INDIA: H.P. Case to Go Forward in India

Publisher Name: 
The New York Times


NEW DELHI - A decision by India's highest court may force international companies who outsource business here to do more to guard the safety of local workers.

The Supreme Court ruled on Wednesday that the former chief executive of Hewlett-Packard
GlobalSoft, the company's software development and information
technology services operation in India, should face prosecution in the
case of an employee who was raped and killed by a driver the company
employed in 2005.

According to state law governing Bangalore,
where the Hewlett-Packard operations are based, women are not allowed
to work in the evening. A special provision is made for information
technology and related companies, which much ensure adequate
transportation and security for their employees who are women. A lower
court ruled that Som Mittal, who is now Hewlett-Packard's head of
services business in Asia Pacific and Japan,should be held liable for
prosecution after the employee was killed. He appealed that decision to
the Supreme Court.

Lawyers for Mr. Mittal argued that he should
be exempt from the laws about worker safety because he was "occupying
the position of management," according to a copy of the justices'
decision.

The Supreme Court justices were not ruling on the
merits of the case against Mr. Mittal, which is expected to come to
trial later this year. Instead, they were ruling on whether to overturn
the lower court's decision. The Supreme Court's "inherent power of
quashing a criminal proceeding should be exercised very sparingly and
with circumspection and that too in the rarest of rare cases," Justice
H.K. Sema wrote in the decision.

Hewlett-Packard said Thursday that it had not seen a copy of the Supreme Court ruling and was unable to comment.

Foreign
companies, either directly or through a third party, employ hundreds of
thousands of people in India as customer service representatives,
accountants, information technology specialists, developers and
researchers.

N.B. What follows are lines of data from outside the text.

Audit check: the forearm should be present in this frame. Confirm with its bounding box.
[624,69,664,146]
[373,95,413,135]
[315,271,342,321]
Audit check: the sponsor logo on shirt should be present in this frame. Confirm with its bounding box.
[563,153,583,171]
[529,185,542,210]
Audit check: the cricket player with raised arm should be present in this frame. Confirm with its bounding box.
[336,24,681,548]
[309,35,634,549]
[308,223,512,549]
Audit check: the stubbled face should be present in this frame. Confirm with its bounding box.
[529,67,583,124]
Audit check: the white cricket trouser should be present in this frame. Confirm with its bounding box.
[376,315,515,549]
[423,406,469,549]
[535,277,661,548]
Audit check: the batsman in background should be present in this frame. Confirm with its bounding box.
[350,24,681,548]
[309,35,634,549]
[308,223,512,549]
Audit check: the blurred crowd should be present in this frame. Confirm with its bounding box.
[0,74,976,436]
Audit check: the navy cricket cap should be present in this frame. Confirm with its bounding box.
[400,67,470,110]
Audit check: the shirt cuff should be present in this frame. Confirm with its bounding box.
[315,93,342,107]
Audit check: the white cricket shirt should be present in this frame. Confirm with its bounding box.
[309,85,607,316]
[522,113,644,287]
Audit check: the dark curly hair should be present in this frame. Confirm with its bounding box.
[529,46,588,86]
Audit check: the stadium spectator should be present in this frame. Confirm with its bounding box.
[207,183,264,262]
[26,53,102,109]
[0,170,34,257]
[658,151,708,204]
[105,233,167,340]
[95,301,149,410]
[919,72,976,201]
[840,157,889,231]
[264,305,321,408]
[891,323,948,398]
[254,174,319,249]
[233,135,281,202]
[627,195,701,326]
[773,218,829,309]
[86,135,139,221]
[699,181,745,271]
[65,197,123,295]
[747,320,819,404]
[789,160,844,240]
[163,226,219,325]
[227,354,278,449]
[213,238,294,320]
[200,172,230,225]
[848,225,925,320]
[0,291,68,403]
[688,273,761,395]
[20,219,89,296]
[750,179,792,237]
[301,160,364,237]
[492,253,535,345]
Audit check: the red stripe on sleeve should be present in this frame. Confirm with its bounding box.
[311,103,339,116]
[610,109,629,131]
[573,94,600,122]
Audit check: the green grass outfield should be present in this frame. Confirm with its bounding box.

Nearly half of these employees are women, and many work
overnight shifts to be on the same time zone as their foreign clients.

Several
cases of the murder, rape or harassment of these workers have attracted
national attention and prompted calls for more vigilance and
responsibility by international employers. Most recently, a Wipro employee was raped and killed in November, and a driver employed by the company has been charged.

Outsourcing
companies often provide transportation to employees to and from their
homes because of the unusual hours they work. The number of qualified
and certified drivers has not kept pace with the number of new
outsourcing employees, executives in the industry say.

Many of
these companies have increased screening of drivers and instituted new
rules, like not allowing women to ride alone with drivers. The industry
is also setting up security patrols to monitor cabs.